The cause of that discrepancy is unclear, King said.
Earlier an official said that Petraeus' aim in testifying was to clear up "a lot of misrepresentations of what he told Congress initially."
The former CIA director was expected to tell the congressional committees that he did develop unclassified talking points in the days after the attack but had had no direct involvement in developing the ones used by Susan Rice, the U.S. ambassador to the United Nations.
Rice has been under fire for suggesting the attack on the consulate was a spontaneous event spurred by a protest against the anti-Muslim film.
King said the original talking points were much more specific about the involvment of Al Qaeda.

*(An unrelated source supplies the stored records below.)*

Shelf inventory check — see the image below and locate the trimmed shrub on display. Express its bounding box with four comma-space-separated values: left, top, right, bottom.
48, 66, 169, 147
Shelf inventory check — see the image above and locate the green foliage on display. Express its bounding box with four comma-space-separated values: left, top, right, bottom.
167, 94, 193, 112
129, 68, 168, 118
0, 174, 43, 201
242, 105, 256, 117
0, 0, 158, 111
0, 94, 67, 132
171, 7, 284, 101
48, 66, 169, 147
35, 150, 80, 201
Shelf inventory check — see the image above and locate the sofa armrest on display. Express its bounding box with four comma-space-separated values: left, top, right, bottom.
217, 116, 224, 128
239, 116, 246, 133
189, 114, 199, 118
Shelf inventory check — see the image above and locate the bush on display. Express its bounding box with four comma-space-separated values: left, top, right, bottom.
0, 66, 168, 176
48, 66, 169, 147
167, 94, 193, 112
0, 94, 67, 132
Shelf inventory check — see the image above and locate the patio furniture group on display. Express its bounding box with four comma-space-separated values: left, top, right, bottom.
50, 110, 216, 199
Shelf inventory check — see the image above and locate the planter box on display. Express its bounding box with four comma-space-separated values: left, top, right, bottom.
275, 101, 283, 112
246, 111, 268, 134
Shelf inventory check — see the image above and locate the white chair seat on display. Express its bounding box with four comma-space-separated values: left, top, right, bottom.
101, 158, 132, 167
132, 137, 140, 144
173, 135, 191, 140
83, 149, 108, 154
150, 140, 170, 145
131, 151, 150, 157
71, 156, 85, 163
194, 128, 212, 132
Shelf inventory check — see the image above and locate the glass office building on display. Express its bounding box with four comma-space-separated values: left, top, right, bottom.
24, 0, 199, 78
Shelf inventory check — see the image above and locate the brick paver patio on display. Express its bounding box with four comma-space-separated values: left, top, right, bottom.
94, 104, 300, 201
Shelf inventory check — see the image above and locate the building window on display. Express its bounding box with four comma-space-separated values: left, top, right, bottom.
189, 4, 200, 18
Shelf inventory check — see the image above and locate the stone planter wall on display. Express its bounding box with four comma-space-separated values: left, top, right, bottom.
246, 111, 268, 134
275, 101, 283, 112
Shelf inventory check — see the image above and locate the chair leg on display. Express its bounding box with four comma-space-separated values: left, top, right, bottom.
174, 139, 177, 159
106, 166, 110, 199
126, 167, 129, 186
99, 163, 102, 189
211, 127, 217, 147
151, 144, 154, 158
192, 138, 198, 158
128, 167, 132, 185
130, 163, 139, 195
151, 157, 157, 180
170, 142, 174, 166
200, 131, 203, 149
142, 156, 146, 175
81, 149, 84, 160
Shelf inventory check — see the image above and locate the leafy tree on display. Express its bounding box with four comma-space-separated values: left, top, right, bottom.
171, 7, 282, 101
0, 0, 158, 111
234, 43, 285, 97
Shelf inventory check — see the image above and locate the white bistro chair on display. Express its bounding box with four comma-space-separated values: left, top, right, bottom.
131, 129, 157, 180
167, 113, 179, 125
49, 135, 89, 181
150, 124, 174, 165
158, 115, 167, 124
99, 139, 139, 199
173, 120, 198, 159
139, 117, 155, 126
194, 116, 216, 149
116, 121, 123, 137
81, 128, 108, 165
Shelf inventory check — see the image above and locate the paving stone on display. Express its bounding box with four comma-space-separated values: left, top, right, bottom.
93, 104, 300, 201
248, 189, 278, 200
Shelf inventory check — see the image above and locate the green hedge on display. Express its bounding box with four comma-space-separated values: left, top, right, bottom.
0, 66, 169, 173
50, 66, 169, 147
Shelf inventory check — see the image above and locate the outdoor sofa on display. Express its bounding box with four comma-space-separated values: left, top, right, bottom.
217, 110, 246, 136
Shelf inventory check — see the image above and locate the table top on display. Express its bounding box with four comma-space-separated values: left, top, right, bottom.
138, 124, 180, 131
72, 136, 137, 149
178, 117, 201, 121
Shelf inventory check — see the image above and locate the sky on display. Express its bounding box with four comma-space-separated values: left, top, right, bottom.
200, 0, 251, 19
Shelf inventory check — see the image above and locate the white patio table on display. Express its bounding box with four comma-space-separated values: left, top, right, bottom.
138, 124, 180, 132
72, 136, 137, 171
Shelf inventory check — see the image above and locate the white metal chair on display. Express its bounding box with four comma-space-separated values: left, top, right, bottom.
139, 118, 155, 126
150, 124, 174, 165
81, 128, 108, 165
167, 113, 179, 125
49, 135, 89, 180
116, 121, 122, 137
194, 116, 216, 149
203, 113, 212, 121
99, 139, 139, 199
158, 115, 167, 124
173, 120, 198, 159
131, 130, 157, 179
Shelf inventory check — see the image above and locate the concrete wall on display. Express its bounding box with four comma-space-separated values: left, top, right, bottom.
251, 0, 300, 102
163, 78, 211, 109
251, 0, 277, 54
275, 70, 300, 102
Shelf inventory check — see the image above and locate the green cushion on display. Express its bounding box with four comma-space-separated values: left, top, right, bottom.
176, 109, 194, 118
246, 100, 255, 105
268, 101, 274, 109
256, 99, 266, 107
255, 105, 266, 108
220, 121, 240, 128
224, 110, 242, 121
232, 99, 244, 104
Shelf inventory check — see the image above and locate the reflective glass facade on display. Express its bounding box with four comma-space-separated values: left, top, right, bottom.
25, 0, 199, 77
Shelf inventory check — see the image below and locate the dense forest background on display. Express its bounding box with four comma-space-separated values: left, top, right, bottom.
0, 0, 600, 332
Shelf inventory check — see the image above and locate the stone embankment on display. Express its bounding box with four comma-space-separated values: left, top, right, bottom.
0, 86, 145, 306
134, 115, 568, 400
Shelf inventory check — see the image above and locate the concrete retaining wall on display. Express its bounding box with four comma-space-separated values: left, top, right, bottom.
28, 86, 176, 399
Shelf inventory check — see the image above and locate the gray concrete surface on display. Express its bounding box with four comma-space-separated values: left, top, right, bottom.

"Final ones just said indications of extremists," King said. "It said indicate even though it was clearly evident to the CIA that there was Al Qaeda involvement."
Questions still remain over the development of the talking points.
“Basically it is still not clear how the final talking points emerged. (Petraeus) said it went through a long process involving many agencies including the Department of Justice, including the State Department and no one knows yet exactly who came up with the final version of the talking points other than to say the original talking points prepared by the CIA were different from the ones that were finally put out,” said King.
Rep. Adam Smith (D-WA), the ranking member of the House Armed Services Committee disagreed with King, saying that the talking points did not change.
"The talking points were not changed," Smith said. "The talking points were very basic and straight forward."
Several democrats who were briefed said Petraeus explained the unclassified talking points did not make mention of extremist elements because it was still classified – and could have compromised intelligence sources, CNN's Dana Bash reported.
Smith took part in a separate briefing with the Director of National Intelligence, James Clapper.
Clapper read to the group the original three talking points used by Ambassador Rice. There was no mention of al Qaeda or Ansar Al Sharia in those points, according to Smith.
"This has become so partisan and so political," he said.
A senior U.S. official told CNN that the talking points were drafted by the CIA and "reflected what it believed at that point in time." The memo was reviewed "CIA leadership and coordinated in the interagency at a senior level," the official said.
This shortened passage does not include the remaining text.